A 100-meter version of the panoramic painting Along the River During the Qingming Festival will be screened on the north wall of the top floor. The painting, known as a treasure in China, can be traced back more than 1,000 years. It displays a scene in the prosperous city of Bianjing, now known as Kaifeng in central China’s Henan Province. Modern multimedia technology will enable the more than 1,500 characters in the painting to walk and move.

The original painting has at least six versions, including those stored separately in both the Chinese mainland and Taiwan. The one at the Palace Museum in Beijing is very likely to be displayed at some point in the China Pavilion, and organizers hope other versions will be displayed during the Expo.

Journey of Wisdom is on the 41-meter-high second floor and covers an area of 3,500 square meters. Visitors will enter a dream-like hall with a green background, accompanied by a projector screen that shows how people living in new and old cities are enjoying a harmonious life together. It embodies the notion of harmonious integration between rural and urban areas.

A cable car will take visitors on a 10-minute trip along an elevated zigzag rail. From the cable car, visitors can see examples of traditional Chinese courtyards, houses made of bricks and tiles, gardens and stone bridges south of the Yangtze River, and several wooden structures, which are a special feature in China’s traditional construction.

The hall will also exhibit treasured relics related to China’s four great inventions--the compass, paper, printing and gunpowder, according to Pan Gongkai, who is also the President of the China Central Academy of Fine Arts.

Blossoming City is on the 33-meter-high ground floor and covers an area of 3,400 square meters. It will show visitors how the Chinese people are using their wisdom and ingenuity to address future challenges in urbanization.

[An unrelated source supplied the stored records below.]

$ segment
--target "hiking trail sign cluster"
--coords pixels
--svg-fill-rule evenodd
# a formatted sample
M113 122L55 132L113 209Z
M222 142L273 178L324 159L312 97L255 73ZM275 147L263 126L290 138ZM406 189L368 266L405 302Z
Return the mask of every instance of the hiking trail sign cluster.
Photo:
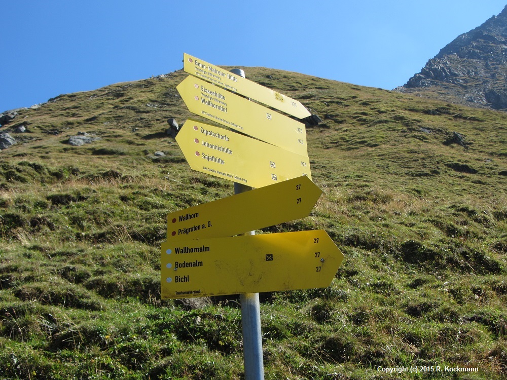
M188 119L176 138L185 158L194 170L255 188L167 215L162 298L329 286L343 255L325 231L234 236L305 217L322 193L311 181L305 125L245 97L299 119L310 113L218 66L184 60L191 75L177 89L189 110L230 129Z

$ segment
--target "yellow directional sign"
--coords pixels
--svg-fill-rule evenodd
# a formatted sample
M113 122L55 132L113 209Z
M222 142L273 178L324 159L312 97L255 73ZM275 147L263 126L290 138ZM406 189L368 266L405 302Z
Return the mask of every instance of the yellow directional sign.
M176 87L190 112L259 140L308 156L305 125L194 77Z
M303 176L167 215L167 241L222 238L307 216L322 191Z
M176 141L192 169L252 187L311 178L306 156L192 119Z
M245 79L207 62L183 54L184 69L231 91L255 99L266 105L279 109L289 115L303 119L311 114L298 101Z
M161 297L323 288L343 259L322 230L164 242Z

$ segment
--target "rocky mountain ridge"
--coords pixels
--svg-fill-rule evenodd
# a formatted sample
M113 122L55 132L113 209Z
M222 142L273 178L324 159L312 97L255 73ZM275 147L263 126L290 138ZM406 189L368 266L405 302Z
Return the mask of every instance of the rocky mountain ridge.
M395 90L470 106L507 109L507 6L458 36Z

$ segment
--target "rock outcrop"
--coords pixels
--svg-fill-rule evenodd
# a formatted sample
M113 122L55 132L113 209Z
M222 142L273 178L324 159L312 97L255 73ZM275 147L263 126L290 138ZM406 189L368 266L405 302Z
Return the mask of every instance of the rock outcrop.
M506 79L507 6L498 16L458 36L428 61L420 72L395 90L505 110Z

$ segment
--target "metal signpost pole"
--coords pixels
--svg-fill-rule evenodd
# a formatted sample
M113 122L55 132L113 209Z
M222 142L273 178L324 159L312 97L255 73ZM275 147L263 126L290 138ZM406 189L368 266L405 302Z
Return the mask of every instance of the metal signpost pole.
M231 72L245 78L241 69L234 68ZM234 194L251 190L249 186L234 182ZM243 235L255 235L255 231ZM242 294L241 324L243 327L243 356L245 380L264 380L264 363L262 357L262 337L261 332L261 303L258 293Z

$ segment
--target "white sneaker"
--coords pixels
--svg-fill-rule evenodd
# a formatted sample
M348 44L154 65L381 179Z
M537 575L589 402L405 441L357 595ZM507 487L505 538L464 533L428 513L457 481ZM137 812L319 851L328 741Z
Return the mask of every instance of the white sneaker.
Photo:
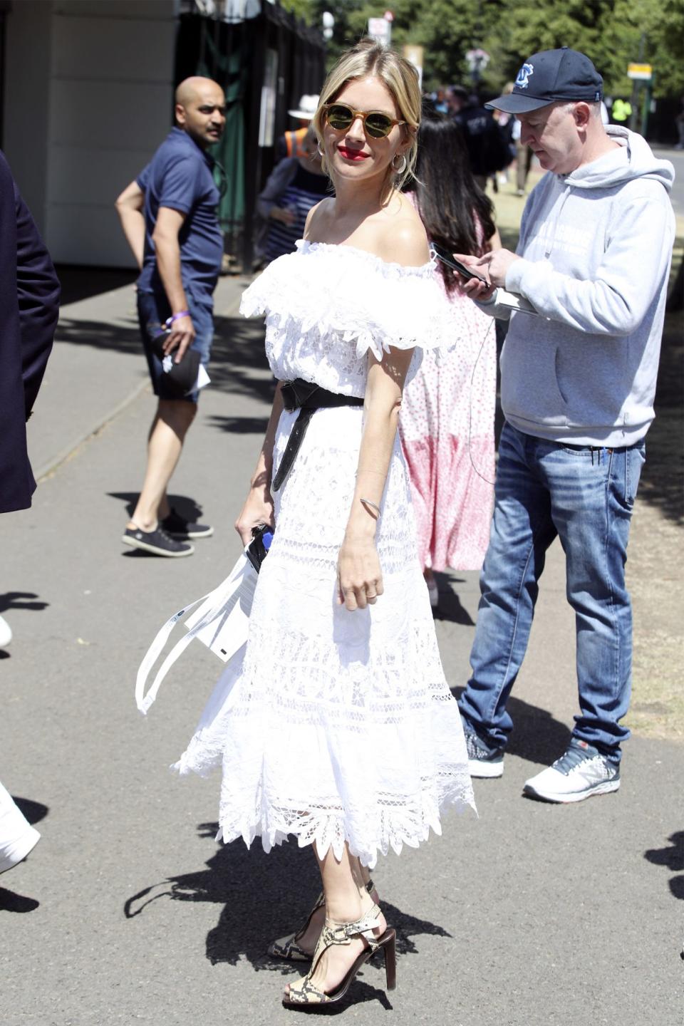
M619 765L586 741L573 738L565 754L552 766L531 777L523 791L545 801L569 802L618 788Z
M4 617L0 617L0 648L6 648L12 639L12 629Z
M11 869L33 851L40 834L19 812L0 784L0 873Z

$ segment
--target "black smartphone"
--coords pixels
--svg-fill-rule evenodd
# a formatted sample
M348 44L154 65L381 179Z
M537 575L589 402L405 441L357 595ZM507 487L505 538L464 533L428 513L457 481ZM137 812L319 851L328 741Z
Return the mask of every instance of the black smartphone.
M448 249L445 249L443 246L438 246L436 242L431 242L430 248L435 253L437 260L441 260L441 262L443 264L446 264L447 267L453 268L453 270L457 271L460 277L465 278L466 281L470 281L471 278L476 278L478 281L483 282L483 284L485 285L489 284L487 279L483 278L482 275L476 274L476 272L473 271L472 268L466 267L466 265L461 264L459 260L455 260L453 254L450 253Z

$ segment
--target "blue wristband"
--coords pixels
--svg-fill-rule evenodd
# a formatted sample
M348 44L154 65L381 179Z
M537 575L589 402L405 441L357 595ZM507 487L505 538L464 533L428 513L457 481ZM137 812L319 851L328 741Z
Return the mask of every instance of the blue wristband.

Technologies that reduce carbon dioxide emissions and encourage non-polluting new energies will be on display, providing Chinese-style solutions for future development.

For the sake of convenience, the ground floor is simply designed, with white as a basic background color. The streamlined design and the changeable lights and projector screens create a versatile space for people to imagine a hopeful future.

“Water will go through all three stories,” said Yao Kai-yang, creative director of the pavilion and creative director of Taiwan YAOX Edutainment Co. “There are real water and virtual water effects made by multimedia technologies.”

It will take visitors 45 minutes to visit the whole three-story pavilion. Each of the four pillars will have an elevator, because even the lowest exhibition hall is as high as a 10-story building.

Organizers expect up to 50,000 visitors a day. To avoid long queues, visitors are required to make reservations in advance. Organizers are considering extending the exhibition after the Expo ends, so as to let more people visit the China Pavilion.

Upon completion of the building by the end of September, interior work will begin in October and final inspections will be conducted next March, the Expo organizers said.